In November 2014, the Company and DriveTime Automotive Group (together with its consolidated affiliates, collectively, "DriveTime"), a related party of the Company due to Ernest Garcia II, Ernest Garcia III, and entities controlled by one or both of them (collectively the "Garcia Parties") controlling and owning substantially all of the interests in DriveTime, entered into a lease agreement that governs the Company’s access to and utilization of temporary storage, reconditioning, offices and parking space at various DriveTime facilities, including hubs and IRCs (the "DriveTime Lease Agreement"). The DriveTime Lease Agreement was most recently amended in December 2018. Lease duration varies by location, with the hub locations having cancellable terms, provided 60 days' prior written notice is given, expiring between 2023 and 2026. The Company has the right
to exercise up to two consecutive one-year renewal options at up to ten of these hub locations, less the number of locations renewed under the DriveTime Hub Lease Agreement described below.

In March 2017, the Company and DriveTime entered into a lease agreement that governs the Company's access to and utilization of office and parking space at various DriveTime facilities (the "DriveTime Hub Lease Agreement"). The DriveTime Hub Lease Agreement was most recently amended in July 2021. There is one facility remaining under the DriveTime Hub Lease Agreement, which has a cancellable term, provided 60 days' prior written notice is given, and expires in 2023. The Company has the right to exercise up to two consecutive one-year renewal options at up to ten locations, under the DriveTime Hub Lease Agreement and the DriveTime Lease Agreement described above.

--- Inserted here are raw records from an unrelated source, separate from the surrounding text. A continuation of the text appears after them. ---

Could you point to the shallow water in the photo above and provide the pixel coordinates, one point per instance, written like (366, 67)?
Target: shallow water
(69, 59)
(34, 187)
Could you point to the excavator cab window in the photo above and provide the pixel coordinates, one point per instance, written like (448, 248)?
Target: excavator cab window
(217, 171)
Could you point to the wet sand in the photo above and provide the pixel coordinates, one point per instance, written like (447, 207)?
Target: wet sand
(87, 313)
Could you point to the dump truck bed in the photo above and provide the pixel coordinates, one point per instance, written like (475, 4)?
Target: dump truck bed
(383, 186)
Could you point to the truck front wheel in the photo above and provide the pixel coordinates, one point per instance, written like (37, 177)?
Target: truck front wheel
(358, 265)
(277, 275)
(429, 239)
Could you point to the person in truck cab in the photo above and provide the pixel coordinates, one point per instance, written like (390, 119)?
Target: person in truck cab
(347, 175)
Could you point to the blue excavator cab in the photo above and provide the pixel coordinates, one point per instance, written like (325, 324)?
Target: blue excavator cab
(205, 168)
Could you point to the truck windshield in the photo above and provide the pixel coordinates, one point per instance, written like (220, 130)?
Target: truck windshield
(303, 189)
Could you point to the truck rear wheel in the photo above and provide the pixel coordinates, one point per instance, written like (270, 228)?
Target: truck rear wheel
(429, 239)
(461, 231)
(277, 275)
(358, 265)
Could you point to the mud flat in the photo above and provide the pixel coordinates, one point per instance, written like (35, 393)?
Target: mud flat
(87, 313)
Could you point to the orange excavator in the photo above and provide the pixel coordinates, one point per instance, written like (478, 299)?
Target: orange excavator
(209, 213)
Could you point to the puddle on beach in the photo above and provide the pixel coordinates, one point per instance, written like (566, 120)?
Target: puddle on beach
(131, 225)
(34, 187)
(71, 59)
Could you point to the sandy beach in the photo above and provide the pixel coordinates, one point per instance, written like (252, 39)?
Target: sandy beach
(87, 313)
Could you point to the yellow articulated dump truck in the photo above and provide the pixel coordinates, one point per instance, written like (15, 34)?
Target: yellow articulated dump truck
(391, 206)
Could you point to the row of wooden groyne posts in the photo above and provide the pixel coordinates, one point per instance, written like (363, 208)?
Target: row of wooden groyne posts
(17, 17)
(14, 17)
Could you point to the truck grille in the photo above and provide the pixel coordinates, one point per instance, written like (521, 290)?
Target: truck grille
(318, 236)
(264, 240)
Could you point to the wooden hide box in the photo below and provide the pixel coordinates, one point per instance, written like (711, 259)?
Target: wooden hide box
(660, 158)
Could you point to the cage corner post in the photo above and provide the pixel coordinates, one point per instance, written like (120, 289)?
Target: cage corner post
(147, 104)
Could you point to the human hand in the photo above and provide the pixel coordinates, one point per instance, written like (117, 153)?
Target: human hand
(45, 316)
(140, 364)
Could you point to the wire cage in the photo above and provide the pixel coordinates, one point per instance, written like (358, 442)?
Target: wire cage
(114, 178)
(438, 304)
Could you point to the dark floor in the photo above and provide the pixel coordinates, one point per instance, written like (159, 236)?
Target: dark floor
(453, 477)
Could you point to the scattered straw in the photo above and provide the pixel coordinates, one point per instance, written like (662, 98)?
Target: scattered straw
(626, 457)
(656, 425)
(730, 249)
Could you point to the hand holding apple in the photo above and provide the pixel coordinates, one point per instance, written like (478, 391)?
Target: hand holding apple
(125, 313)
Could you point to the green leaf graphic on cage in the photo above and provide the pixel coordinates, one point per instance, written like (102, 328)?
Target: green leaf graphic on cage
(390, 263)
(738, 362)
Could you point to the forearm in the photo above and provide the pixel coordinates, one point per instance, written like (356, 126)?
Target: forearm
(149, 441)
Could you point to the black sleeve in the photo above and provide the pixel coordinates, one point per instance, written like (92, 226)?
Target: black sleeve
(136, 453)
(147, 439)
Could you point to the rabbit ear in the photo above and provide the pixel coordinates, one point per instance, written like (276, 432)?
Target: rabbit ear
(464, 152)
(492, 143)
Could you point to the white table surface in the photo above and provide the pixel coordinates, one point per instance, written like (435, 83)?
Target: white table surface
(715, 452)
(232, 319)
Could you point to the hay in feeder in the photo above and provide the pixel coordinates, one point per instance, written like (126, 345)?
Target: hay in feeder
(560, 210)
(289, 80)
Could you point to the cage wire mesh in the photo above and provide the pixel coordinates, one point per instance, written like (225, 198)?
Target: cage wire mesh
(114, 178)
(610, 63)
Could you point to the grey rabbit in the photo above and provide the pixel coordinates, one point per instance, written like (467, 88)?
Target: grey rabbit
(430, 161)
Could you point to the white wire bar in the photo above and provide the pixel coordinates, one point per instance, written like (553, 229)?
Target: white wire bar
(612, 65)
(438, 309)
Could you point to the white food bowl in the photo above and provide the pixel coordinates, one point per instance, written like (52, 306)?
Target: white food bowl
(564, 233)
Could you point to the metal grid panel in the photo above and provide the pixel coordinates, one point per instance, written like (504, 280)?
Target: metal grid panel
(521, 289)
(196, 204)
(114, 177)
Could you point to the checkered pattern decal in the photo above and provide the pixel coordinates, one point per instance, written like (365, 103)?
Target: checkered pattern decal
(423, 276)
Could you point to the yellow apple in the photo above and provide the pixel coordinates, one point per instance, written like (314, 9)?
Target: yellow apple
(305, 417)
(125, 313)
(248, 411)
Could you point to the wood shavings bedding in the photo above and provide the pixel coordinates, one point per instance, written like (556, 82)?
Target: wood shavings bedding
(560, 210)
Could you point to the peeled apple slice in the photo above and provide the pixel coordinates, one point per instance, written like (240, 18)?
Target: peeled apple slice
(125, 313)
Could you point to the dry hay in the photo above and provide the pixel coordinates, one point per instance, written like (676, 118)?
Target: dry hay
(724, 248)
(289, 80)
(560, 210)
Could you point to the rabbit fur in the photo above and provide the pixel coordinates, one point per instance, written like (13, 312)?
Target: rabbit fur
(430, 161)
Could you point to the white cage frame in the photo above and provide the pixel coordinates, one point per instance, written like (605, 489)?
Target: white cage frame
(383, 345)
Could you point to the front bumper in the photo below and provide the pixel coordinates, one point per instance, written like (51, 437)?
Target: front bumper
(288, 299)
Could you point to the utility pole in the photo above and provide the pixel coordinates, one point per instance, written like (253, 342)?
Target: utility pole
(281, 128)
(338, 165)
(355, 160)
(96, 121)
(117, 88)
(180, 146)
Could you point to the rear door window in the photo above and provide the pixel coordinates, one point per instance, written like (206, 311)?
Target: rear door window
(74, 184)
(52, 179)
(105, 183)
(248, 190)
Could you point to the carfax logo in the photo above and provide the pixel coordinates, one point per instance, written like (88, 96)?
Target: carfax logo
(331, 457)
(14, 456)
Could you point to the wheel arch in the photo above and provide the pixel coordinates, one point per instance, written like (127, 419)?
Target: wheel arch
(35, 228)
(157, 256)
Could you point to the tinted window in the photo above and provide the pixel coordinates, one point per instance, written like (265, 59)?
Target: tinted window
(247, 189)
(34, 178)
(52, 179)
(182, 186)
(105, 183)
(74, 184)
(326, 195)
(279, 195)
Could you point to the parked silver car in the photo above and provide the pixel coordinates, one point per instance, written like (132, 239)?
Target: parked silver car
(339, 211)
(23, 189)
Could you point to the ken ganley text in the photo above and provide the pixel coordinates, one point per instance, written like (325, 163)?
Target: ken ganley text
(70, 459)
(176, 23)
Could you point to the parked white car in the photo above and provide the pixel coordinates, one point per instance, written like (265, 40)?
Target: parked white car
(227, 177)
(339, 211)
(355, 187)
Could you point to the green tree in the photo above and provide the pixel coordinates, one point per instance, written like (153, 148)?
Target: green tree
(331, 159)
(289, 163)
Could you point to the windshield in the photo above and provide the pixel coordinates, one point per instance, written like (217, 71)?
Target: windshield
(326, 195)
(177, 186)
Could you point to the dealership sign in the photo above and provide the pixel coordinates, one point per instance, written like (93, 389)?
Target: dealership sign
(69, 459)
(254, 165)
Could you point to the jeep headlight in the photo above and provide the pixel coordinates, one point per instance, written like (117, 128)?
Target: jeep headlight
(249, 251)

The hub locations under the DriveTime Lease Agreement and the DriveTime Hub Lease Agreement both have cancellable lease terms of less than twelve months with rights to terminate at the Company's election with 60 days' prior written notice and extension options as described above. At non-reconditioning locations, it is not reasonably certain that the Company will exercise its options to extend the leases or abstain from exercising its termination rights within these lease agreements to create a lease term greater than one year and therefore the Company accounts for them as short-term leases. For these locations, the Company makes variable monthly lease payments based on its pro rata utilization of space at each facility plus a pro rata share of each facility’s actual insurance costs and real estate taxes. Management has determined that the costs allocated to the Company are based on a reasonable methodology. The DriveTime Lease Agreement includes the Blue Mound and Delanco IRCs. At both of these locations, the Company expects the lease to continue beyond twelve months, therefore those locations are not considered short-term leases. The Company occupies all of the space at these IRCs and makes monthly lease payments based on DriveTime's actual rent expense. In addition, the Company is responsible for the actual insurance costs and real estate taxes at these IRC locations.

At all locations, the Company is additionally responsible for paying for any tenant improvements it requires to conduct its operations. Management has determined that the costs allocated to the Company are based on a reasonable methodology.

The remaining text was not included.